McNeur, J., Kozak, M., Ehberger, D., Schoenenberger, N., Tafel, A., Li, A., et al. (2016). A miniaturized electron source based on dielectric laser accelerator operation at higher spatial harmonics and a nanotip photoemitter. JOURNAL OF PHYSICS B-ATOMIC MOLECULAR AND OPTICAL PHYSICS, 49(3): 034006. doi:10.1088/0953-4075/49/3/034006.

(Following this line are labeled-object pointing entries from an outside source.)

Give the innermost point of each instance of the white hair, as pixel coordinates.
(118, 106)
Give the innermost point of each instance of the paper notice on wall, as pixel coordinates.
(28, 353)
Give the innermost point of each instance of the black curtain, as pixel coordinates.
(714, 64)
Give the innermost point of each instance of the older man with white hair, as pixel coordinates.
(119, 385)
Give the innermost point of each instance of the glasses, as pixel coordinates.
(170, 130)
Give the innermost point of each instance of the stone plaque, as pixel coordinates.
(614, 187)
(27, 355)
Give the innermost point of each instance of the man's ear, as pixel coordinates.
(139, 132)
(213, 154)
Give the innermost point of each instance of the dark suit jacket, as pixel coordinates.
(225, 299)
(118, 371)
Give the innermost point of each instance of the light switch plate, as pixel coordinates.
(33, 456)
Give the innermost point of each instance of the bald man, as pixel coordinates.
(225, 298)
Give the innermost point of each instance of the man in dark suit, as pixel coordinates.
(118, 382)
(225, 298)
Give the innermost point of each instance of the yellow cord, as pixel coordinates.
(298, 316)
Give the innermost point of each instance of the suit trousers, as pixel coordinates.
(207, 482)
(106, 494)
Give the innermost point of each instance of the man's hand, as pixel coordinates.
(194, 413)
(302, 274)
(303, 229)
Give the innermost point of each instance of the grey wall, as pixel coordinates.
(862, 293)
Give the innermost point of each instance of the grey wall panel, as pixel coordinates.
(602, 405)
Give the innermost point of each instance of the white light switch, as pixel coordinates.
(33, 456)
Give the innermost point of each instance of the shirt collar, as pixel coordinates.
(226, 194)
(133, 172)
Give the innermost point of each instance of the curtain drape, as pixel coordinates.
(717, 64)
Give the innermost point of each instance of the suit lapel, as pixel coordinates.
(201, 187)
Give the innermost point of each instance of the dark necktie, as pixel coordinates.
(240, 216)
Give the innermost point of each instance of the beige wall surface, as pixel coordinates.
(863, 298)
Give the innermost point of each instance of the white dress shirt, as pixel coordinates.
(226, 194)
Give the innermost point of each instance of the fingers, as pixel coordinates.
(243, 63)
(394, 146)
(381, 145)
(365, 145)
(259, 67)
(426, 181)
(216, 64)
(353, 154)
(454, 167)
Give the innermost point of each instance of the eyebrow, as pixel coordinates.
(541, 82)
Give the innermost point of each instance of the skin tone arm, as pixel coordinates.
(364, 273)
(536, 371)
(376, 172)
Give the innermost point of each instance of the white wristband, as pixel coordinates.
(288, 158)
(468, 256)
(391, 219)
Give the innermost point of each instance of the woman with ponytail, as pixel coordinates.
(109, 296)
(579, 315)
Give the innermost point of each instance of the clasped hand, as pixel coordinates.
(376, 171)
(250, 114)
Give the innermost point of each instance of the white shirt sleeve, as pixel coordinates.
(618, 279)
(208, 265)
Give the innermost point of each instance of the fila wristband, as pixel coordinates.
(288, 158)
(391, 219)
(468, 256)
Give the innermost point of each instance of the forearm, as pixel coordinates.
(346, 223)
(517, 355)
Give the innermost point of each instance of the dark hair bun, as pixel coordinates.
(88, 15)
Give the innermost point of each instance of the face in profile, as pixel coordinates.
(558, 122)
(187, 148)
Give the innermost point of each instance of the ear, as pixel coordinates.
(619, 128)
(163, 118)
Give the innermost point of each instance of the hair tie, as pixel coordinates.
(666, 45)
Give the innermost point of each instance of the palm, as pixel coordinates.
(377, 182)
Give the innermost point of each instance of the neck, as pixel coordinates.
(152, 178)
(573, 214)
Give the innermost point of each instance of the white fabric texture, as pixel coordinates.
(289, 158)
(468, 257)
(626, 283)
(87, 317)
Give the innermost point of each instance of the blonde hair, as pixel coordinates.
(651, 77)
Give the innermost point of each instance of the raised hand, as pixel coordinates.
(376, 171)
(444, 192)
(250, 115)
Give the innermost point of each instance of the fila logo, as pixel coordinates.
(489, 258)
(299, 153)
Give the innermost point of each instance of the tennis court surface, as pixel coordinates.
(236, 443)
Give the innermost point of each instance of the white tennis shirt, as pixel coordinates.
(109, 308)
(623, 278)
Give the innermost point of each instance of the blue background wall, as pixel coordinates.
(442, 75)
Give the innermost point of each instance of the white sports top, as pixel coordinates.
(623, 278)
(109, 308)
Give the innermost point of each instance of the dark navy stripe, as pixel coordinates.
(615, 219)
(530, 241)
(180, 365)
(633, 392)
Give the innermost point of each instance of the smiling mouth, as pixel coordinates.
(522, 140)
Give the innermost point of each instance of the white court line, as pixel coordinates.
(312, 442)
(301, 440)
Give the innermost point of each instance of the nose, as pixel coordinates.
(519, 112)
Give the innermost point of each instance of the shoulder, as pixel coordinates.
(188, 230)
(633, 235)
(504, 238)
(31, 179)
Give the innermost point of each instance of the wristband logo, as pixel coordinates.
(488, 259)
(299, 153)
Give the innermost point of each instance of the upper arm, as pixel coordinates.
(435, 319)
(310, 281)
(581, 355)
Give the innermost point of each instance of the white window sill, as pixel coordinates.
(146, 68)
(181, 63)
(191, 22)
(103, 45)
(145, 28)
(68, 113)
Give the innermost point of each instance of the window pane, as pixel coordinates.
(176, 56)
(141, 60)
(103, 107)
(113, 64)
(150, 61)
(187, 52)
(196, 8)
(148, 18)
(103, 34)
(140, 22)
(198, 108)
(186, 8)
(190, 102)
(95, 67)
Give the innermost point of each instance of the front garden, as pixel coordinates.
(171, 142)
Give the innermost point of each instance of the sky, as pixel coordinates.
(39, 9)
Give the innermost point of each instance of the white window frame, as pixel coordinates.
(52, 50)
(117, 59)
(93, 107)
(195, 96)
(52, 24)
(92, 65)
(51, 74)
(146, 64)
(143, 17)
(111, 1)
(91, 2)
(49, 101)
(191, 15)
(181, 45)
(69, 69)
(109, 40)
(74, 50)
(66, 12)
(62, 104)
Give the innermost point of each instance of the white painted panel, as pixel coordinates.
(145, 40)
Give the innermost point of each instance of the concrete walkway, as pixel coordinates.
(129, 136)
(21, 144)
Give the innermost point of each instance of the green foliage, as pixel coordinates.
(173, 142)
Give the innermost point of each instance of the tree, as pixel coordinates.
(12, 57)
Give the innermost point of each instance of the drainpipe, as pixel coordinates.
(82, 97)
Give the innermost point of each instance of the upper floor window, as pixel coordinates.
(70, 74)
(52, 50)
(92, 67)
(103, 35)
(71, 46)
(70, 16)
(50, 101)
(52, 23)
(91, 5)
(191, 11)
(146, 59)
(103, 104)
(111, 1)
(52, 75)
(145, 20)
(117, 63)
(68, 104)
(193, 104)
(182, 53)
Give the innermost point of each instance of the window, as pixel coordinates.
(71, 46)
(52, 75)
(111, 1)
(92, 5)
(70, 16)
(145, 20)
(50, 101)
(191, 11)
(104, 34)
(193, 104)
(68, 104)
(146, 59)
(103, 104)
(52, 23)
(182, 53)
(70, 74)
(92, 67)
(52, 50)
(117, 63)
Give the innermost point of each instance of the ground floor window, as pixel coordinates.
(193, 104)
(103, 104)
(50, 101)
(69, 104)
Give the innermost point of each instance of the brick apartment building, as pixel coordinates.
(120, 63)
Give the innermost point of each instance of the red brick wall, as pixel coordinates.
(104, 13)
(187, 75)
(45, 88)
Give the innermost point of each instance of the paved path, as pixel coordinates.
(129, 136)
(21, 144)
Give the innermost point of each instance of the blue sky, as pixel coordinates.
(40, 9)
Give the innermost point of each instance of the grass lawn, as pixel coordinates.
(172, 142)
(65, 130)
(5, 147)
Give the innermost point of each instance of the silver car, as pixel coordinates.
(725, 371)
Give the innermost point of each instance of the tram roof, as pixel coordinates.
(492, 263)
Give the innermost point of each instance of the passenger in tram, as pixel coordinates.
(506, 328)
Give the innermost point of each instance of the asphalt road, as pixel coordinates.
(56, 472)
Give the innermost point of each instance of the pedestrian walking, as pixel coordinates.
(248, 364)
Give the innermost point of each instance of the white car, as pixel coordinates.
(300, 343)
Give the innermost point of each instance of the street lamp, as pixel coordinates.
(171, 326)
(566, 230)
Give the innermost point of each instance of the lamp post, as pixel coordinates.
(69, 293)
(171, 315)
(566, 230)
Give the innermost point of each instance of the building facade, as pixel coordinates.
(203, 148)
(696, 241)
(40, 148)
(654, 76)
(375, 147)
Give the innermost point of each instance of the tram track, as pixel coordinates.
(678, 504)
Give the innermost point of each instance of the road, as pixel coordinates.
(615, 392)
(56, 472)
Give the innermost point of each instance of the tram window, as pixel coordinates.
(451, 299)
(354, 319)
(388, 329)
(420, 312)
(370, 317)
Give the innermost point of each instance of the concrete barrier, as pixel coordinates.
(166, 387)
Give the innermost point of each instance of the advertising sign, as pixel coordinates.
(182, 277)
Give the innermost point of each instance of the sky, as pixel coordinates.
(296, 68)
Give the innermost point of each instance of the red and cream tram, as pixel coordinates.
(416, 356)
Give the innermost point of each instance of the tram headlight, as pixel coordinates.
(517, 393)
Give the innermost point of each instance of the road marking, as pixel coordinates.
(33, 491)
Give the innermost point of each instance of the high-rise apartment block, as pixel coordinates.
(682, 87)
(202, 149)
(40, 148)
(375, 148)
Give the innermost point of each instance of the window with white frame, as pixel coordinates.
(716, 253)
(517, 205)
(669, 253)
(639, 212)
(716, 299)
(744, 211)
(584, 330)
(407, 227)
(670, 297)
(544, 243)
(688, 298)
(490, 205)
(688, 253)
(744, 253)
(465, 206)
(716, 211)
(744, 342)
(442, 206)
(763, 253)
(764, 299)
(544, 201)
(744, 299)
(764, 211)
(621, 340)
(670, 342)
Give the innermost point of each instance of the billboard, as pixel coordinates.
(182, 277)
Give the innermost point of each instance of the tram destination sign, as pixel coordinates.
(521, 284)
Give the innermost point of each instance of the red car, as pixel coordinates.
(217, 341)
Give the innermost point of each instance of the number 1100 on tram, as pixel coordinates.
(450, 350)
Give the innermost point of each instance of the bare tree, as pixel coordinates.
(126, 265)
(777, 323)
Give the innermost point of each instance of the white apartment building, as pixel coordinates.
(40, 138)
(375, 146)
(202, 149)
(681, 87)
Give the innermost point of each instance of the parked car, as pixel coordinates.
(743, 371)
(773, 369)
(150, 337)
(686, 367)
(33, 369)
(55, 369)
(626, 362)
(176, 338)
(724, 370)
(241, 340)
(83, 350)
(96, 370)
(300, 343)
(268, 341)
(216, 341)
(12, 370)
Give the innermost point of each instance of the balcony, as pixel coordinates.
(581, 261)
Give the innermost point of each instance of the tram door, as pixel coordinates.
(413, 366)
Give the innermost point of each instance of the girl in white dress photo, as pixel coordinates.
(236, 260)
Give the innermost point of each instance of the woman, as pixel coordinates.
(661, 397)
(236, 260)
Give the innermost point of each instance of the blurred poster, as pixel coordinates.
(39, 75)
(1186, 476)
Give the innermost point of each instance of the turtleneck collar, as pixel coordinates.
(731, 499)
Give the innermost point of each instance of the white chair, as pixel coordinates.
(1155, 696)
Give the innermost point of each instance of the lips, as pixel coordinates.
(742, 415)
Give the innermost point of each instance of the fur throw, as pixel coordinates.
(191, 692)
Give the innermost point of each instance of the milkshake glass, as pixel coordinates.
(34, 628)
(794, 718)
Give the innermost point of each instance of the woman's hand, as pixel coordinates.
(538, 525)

Cite as: https://hdl.handle.net/11858/00-001M-0000-002D-6309-8

Abstract

Here we propose a miniaturized electron source driven by recent experimental results of laser-triggered electron emission from tungsten nanotips and dielectric laser acceleration of sub relativistic electrons with velocities as low as 5.7 x 10(7)m s(-1) or energies as low as 9.6 keV, less than 20% of the speed of light. The recently observed laser-triggered emission of coherent low-emittance electron pulses from tungsten nanotips naturally lends itself towards incorporation with subrelativistic dielectric laser accelerators (DLAs). These structures have previously been shown to accelerate 28 keV electrons and here we report on the utilization of the 4th and 5th spatial harmonics of near fields in the single grating DLA to achieve acceleration of electrons with kinetic energies of 15.2 and 9.6 keV. We then propose the combination of needle tip emitters with subrelativistic accelerators to form a mm-scale device capable of producing electrons with arbitrary energies.